DoInstruction("Destroy the world"); // as joke
Embeddings
First, run the server with --embedding
option:
server -m models/7B/ggml-model.bin --ctx_size 2048 --embedding
Run this code in NodeJS:
const axios = require('axios');
async function Test() {
let result = await axios.post("http://127.0.0.1:8080/embedding", {
content: `Hello`,
threads: 5
});
// print the embedding array
console.log(result.data.embedding);
}
Test();
Tokenize
Run this code in NodeJS:
const axios = require('axios');
async function Test() {
let result = await axios.post("http://127.0.0.1:8080/tokenize", {
content: `Hello`
});
// print the embedding array
console.log(result.data.tokens);
}
Test();
Common Options
-m FNAME, --model FNAME
: Specify the path to the LLaMA model file (e.g.,models/7B/ggml-model.bin
).-c N, --ctx-size N
: Set the size of the prompt context. The default is 512, but LLaMA models were built with a context of 2048, which will provide better results for longer input/inference.-ngl N, --n-gpu-layers N
: When compiled with appropriate support (currently CLBlast or cuBLAS), this option allows offloading some layers to the GPU for computation. Generally results in increased performance.--embedding
: Enable the embedding mode. Completion function doesn't work in this mode.--host
: Set the hostname or ip address to listen. Default127.0.0.1
;--port
: Set the port to listen.

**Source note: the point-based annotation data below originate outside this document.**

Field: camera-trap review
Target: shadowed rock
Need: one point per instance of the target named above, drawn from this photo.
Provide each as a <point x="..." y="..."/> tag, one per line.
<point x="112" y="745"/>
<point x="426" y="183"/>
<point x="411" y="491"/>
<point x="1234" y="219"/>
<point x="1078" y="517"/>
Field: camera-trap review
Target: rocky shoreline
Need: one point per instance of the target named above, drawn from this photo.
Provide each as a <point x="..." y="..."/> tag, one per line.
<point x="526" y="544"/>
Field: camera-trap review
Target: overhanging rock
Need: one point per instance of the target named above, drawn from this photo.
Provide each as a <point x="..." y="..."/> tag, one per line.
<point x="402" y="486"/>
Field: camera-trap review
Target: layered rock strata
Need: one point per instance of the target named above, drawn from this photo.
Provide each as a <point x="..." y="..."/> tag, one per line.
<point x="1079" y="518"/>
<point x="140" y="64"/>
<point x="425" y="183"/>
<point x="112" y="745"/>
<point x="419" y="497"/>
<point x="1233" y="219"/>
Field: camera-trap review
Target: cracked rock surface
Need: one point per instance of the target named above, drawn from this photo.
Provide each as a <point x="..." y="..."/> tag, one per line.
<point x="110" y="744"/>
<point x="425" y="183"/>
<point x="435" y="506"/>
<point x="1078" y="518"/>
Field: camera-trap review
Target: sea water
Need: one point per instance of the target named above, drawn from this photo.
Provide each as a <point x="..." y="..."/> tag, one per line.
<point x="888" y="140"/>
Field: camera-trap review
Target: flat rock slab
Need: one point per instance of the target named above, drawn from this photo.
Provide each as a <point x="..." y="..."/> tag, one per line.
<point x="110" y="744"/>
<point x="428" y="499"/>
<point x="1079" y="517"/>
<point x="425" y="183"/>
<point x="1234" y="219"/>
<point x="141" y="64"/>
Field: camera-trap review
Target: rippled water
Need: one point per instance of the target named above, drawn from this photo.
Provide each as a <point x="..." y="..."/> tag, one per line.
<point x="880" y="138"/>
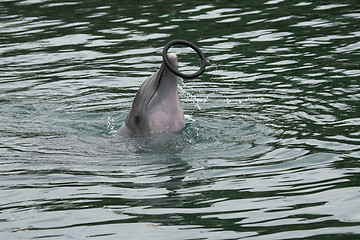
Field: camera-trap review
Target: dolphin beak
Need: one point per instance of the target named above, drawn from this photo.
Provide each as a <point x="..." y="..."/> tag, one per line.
<point x="166" y="82"/>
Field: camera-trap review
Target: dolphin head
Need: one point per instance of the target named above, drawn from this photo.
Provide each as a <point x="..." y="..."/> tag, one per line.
<point x="156" y="106"/>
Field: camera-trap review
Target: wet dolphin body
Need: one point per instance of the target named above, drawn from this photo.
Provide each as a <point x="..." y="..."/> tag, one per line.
<point x="156" y="107"/>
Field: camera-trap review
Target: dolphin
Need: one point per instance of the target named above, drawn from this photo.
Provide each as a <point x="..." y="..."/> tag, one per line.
<point x="156" y="107"/>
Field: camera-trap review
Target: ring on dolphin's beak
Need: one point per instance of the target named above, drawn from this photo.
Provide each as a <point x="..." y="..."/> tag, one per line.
<point x="191" y="45"/>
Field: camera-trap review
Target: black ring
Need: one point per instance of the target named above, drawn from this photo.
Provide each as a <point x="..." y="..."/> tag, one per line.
<point x="195" y="48"/>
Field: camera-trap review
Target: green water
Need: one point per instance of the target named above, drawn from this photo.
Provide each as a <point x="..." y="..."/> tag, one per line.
<point x="271" y="146"/>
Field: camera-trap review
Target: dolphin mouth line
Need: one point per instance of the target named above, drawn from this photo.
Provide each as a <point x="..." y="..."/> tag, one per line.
<point x="158" y="79"/>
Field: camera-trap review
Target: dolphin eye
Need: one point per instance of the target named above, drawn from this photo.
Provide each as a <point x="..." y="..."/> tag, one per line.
<point x="137" y="119"/>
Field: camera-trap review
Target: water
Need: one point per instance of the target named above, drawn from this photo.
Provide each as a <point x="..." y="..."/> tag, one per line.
<point x="271" y="146"/>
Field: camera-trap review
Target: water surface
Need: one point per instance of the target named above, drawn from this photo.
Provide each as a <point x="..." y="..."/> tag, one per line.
<point x="271" y="146"/>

Default:8080
.
RNG Seed
-s SEED, --seed SEED
: Set the random number generator (RNG) seed (default: -1, < 0 = random seed).

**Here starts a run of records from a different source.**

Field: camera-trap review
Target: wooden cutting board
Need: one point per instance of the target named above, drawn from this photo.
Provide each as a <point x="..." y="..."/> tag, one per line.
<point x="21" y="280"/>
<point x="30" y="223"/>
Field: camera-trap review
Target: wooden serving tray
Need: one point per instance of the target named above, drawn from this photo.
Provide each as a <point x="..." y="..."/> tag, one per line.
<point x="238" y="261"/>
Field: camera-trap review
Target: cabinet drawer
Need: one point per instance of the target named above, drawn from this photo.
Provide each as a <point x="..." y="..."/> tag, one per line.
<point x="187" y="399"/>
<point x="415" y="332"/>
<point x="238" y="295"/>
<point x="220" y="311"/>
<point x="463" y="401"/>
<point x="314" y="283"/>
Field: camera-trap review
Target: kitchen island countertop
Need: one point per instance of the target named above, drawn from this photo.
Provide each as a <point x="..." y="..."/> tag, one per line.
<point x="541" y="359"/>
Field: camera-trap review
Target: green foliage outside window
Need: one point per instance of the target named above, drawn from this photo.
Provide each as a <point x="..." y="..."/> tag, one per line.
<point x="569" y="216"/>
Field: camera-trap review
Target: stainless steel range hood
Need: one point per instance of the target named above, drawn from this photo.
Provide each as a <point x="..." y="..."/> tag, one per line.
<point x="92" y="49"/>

The RNG seed is used to initialize the random number generator that influences the text generation process. By setting a specific seed value, you can obtain consistent and reproducible results across multiple runs with the same input and settings. This can be helpful for testing, debugging, or comparing the effects of different options on the generated text to see when they diverge. If the seed is set to a value less than 0, a random seed will be used, which will result in different outputs on each run.
Performance Tuning and Memory Options
No Memory Mapping
--no-mmap
: Do not memory-map the model. By default, models are mapped into memory, which allows the system to load only the necessary parts of the model as needed. However, if the model is larger than your total amount of RAM or if your system is low on available memory, using mmap might increase the risk of pageouts, negatively impacting performance.
Memory Float 32
--memory-f32
: Use 32-bit floats instead of 16-bit floats for memory key+value. This doubles the context memory requirement but does not appear to increase generation quality in a measurable way. Not recommended.
Limitations:
- The actual implementation of llama.cpp need a
llama-state
for handle multiple contexts and clients, but this could require more powerful hardware.